# friends / relatives / etc. with trees



## treeman82 (Jun 7, 2006)

Have you guys ever noticed that when you go to look at a tree job the potential customer almost always has a friend, relative, neighbor, whatever with a tree for you to look at? How often do you actually ever get a call about that other supposed job?


----------



## 911crash (Jun 7, 2006)

i've fallen for the one where you do a estimate for the homeowner and neighbor so they can get a package deal price and one cancels out. Now special pricing is granted only if both parties partipate at same time which is in writing.


----------



## trevmcrev (Jun 8, 2006)

Yeah, or the builder thats wants a dirt cheap price because he has heaps of other jobs coming up. Oh great so i can lose money working for nothing for him more than just once. No thanks.

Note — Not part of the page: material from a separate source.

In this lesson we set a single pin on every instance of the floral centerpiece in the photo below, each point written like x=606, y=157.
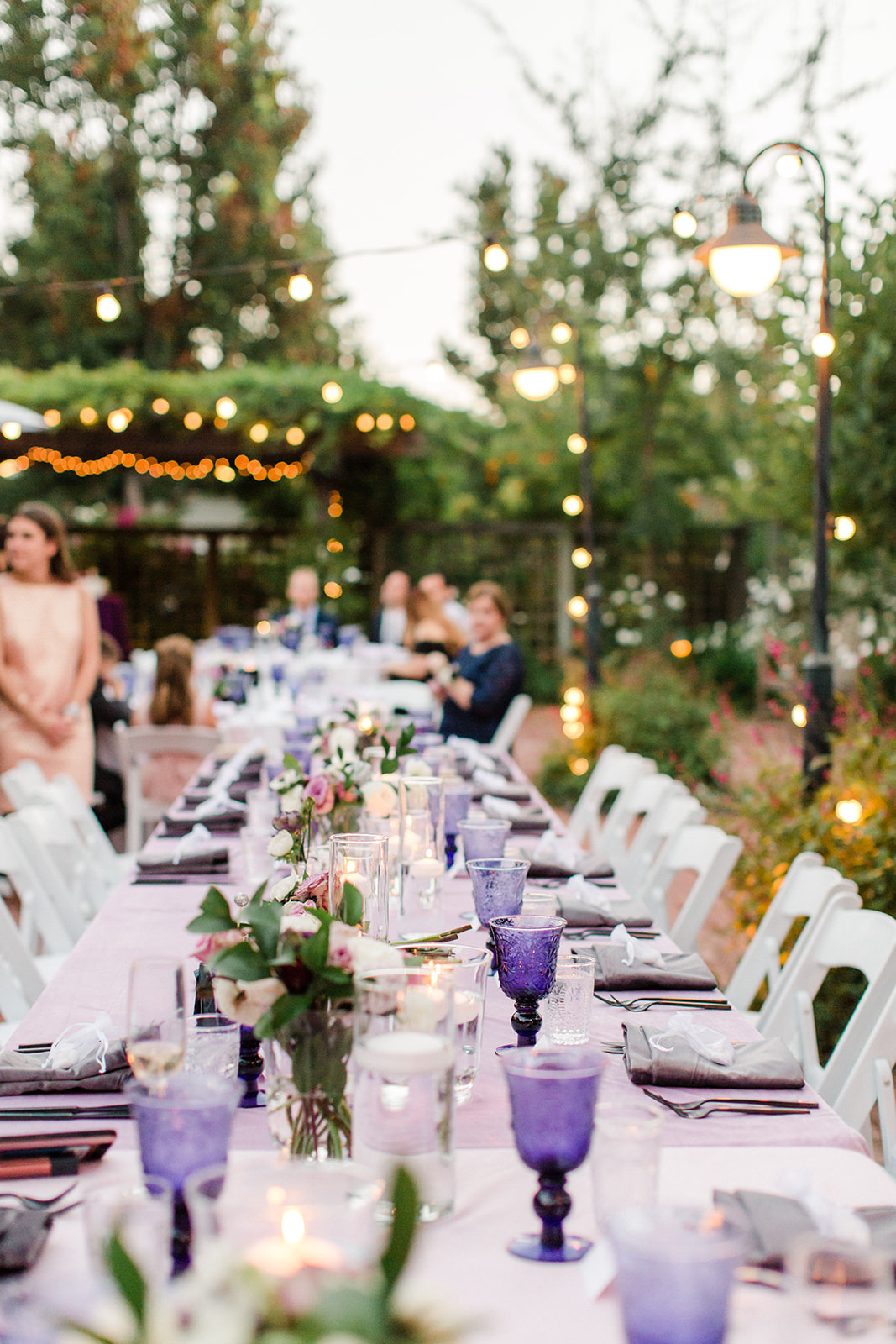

As for the 2 neighbors ive give 2 seperate stand alone prices and 1 price if combined. Gear it so they are more likely to go together because they can see how much more it will cost if 1 of them puts it off till later. But if only 1 goes ahead you still make what you need out of it.

Trev


----------



## skyhightree1 (Jul 21, 2006)

I have had an experience with this last month that was kind of good and bad. I went there and gave one guy a estimate he said ok .. then took me to his neighbors house to give him an estimate he said ok... so i was like ok cool... so the 1st guys house i gave an estimate too said since i was aloyal customer to his brothers automotive shop even after his brother died and his brothers wife was running it he wanted to spend money with me ... ok with me no problem... well he started going around his neighborhood and asking people if they wanted trees cut and being my one man advertisement...lol.. which i have several jobs lined up in the neighborhood because of him in which im greatful. but he didnt pay me one dime after I topped his tree...lol.. which i was like umm.. he still owes me but hes getting me business so I just chalked it up to advertisement.


----------



## skyhightree1 (Jul 21, 2006)

lol..... I don't really mind I won't be leaving his neighborhood for another month and a half probably I have a total of 76 tree's to take down over there.


----------